Wednesday, October 25th, 2006 01:09 am (UTC)
That reminds me. I have some hardware I need to get rid of.
Wednesday, October 25th, 2006 03:38 pm (UTC)
Back in a prior life, when I was but a Unix-Padwan...

I worked for a Mortgage company. They were incestuously tied into Digital soon after I arrived, and many derogatory comments were made about the x86 state of the art Compaqs that made up the main backbone.

(Yes, Compaq bought Digital while I was there. It was beautiful from a humor standpoint.)

The one thing Digital had was the Alphas. And they were some hosses. We had one running sExChange (barely), and bought 2 of their biggest, baddest for Oracle. The engineers setting them up told us we got some of the first production of that model, it had been commendeered internally for design work.

CIO walks in, as we're installing, and starts screaming. (We called him Ike. For Ike Turner. Cause you never knew if you were getting roses or slapped. It was 50/50, and the context of the situation was irrelevant).

He was pissed that the "Enterprise class" rack was Gray. As opposed to the Black that they were sending us for the x86s.

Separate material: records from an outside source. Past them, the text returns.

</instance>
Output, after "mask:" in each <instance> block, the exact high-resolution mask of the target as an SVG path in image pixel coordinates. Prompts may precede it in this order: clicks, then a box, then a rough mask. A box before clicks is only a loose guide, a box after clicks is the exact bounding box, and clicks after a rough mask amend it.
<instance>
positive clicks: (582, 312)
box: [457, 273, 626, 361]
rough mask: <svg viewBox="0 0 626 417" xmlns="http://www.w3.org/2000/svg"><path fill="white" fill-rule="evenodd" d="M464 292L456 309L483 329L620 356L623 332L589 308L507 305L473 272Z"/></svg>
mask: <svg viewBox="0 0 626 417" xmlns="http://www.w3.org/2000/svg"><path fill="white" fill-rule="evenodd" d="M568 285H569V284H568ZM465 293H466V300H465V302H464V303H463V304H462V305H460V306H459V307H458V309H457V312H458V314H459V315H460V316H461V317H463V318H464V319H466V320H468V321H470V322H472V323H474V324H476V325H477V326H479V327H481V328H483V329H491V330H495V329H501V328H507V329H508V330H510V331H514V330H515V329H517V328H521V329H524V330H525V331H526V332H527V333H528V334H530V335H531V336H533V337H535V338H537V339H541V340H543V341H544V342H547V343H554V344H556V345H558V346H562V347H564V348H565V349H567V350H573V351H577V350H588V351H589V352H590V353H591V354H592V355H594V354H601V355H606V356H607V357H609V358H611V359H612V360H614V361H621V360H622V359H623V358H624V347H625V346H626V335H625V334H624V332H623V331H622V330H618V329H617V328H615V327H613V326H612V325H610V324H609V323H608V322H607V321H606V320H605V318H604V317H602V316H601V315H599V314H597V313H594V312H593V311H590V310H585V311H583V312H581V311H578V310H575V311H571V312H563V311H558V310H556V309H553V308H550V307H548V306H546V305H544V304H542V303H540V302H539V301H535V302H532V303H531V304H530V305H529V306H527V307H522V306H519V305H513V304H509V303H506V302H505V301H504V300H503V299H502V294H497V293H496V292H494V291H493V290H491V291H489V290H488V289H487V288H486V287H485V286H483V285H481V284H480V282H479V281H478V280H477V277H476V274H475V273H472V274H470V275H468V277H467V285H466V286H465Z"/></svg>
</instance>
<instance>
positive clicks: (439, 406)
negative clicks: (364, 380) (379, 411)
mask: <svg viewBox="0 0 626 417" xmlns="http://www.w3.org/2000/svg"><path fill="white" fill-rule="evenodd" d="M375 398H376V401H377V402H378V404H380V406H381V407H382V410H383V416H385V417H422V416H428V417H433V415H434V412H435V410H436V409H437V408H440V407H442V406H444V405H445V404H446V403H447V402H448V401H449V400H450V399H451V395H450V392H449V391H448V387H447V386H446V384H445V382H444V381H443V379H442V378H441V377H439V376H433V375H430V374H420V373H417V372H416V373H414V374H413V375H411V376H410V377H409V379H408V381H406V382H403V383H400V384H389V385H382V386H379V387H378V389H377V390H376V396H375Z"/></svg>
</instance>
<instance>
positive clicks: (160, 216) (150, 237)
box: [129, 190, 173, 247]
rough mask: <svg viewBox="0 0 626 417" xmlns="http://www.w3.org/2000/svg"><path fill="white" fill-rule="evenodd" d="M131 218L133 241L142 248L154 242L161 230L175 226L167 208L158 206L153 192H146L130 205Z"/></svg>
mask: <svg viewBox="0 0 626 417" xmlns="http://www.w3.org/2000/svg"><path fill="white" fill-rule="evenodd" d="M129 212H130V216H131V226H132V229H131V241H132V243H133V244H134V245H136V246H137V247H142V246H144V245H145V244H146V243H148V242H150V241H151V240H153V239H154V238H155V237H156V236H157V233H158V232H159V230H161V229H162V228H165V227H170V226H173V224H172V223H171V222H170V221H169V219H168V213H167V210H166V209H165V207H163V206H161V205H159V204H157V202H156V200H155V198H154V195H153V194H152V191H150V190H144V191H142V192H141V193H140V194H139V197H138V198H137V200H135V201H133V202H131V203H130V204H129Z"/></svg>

He literally had us start disconnecting them - and was going to send them back (And replace them with what, damnifiknow), before somebody above him I think said "are you nuts?". Meanwhile, we found companies that would paint the racks whatever color.

My contribution: Gimme $30 outta petty cash, and haul 'em to the loading dock. Krylon. No runs, drips, or errors.
Wednesday, October 25th, 2006 08:02 pm (UTC)
"Soon, the power of the rattle-can you will see, hmm?"